Breaking the Wall
by HerosMuse
Summary: An exploration of Sgt. Calhoun's point of view over the course of the movie.
1. Chapter 1

**Authors Note; Sorry if the pacing is a little off, I had originally intended for this to be a one-shot but once I had finished it I felt like it was a little too long for that so I split it up into two chapters at the best pause I could find. **

The sunlight shone around him like an aura, and glinted off his golden brown hair. Then he smiled down at her, until now Sgt. Calhoun of Hero's Duty saw the short little man only as a necessary annoyance, since he refused to be left behind. But there was something about the entirely unconventional way that he had just saved them both from the nes-quik sand that stirred something in the stone cold sergeant that she could not quite place. They were carried up to safe ground, or in this case a branch made of candy, like everything else in this ridiculous place.

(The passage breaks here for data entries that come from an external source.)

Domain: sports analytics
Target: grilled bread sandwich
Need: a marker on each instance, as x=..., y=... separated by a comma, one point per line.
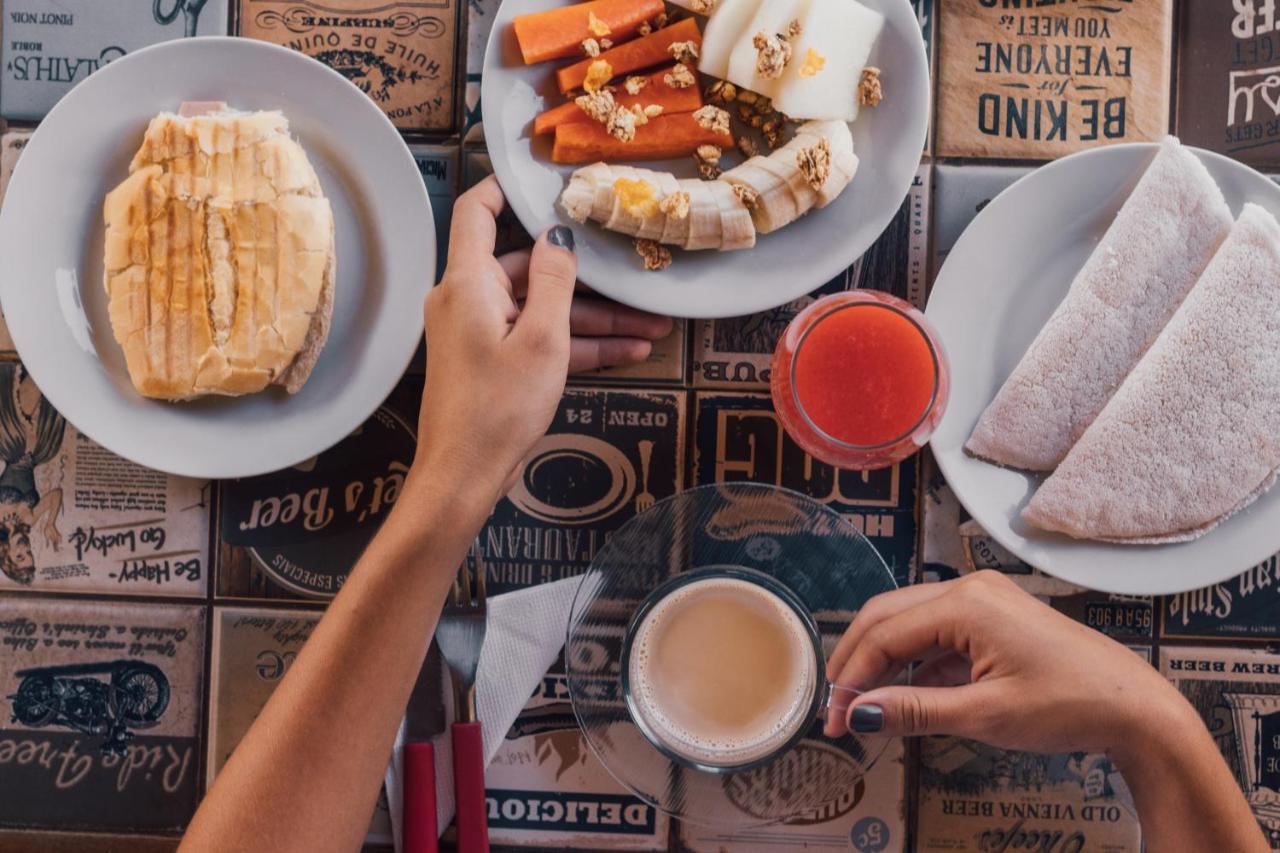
x=219, y=256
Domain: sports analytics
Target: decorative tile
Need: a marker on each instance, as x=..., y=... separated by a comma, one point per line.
x=1229, y=55
x=974, y=797
x=959, y=195
x=1237, y=692
x=1037, y=81
x=109, y=694
x=440, y=168
x=735, y=352
x=1243, y=607
x=252, y=649
x=606, y=454
x=298, y=532
x=80, y=519
x=401, y=54
x=48, y=48
x=954, y=544
x=739, y=437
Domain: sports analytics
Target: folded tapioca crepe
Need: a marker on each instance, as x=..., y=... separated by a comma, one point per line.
x=1193, y=434
x=1124, y=295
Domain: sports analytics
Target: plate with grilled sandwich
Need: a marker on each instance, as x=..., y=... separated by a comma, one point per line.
x=1115, y=411
x=214, y=255
x=713, y=158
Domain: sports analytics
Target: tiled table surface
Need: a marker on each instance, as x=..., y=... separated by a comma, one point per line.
x=208, y=589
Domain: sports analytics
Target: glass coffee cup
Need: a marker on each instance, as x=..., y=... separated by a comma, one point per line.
x=722, y=670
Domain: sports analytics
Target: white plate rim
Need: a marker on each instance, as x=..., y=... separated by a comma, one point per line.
x=398, y=357
x=1045, y=551
x=612, y=282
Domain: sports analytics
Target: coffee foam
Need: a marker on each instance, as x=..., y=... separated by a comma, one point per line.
x=708, y=747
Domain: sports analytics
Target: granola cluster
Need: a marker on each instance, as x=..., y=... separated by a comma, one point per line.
x=654, y=254
x=712, y=118
x=680, y=77
x=598, y=105
x=869, y=92
x=772, y=54
x=814, y=163
x=749, y=196
x=707, y=156
x=684, y=51
x=676, y=205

He had big expressive eyebrows, and bright, sparkling eyes. Calhoune noted the curve of his flushed cheek and wondered what was making him blush so. They were once again on sure footing but instead of moving ahead with the mission, the good sergeant found herself strangely entranced by that endearing smile of his.

Then her gaze shifted behind his head to the vines of taffy. What the fun were they doing? Singing? She looked around to see the heart they were forming around the pair. It made her painfully aware of feelings that she usually worked very hard to suppress.

"Ugh." then she did what she usually did, suppressed them harder and then shot something, in this case the air. BLAM BLAM BLAM BLAM she fired four angry rounds up above her head. "Alright enough with the goo goo eyes we've got work to do, let's go." she marched back to solid ground and pulled out her bug sensor, looking down at it she groaned, "we lost the cybug, come on we'll get a better view from the air," she gestured behind her and looked back at Felix, "you think you can fix that shuttle?"

"Can do," Calhoun allowed herself the smallest of smiles at Felix's self-assured answer. She then buried it under a scowl of concentration as she marched toward the fallen escape pod.

When they reached the shuttle the sergeant let out an irritated sigh, "this thing is like a rain slicked mountain after a mud slide, I'm sure it's going to take a while to fix."

"I wouldn't be too sure on that one ma'am." Felix grinned confidently with his hammer at the ready. As he got to work, Calhoun could hardly believe her eyes. She had seen what the hammer had done for his face and that was miraculous enough, but what would have taken her engineers a few days to complete, Felix fixed in a few seconds. He had never seen this shuttle or it's schematics before yet he brought it back to perfect working order maybe even better than her engineers could have.

"Well," Calhoun began inspecting the escape pod, "you do good work Short-stack," she said, impressed.

Felix smiled "well fixing _is_ my middle name... or rather my last name, heh. Fix-it that is, not fixing that would be a weird last name wouldn't it? Oh jiminy-jaminy I'm rambling aren't I?"

Calhoun was climbing up into the cockpit, "uh, huh" she looked over at the short repairman with a raised eyebrow, "are you coming or what?"

"Oh! Right, of course!" he hopped up with an audible BLING and landed right next to Calhoun in the one seat shuttle.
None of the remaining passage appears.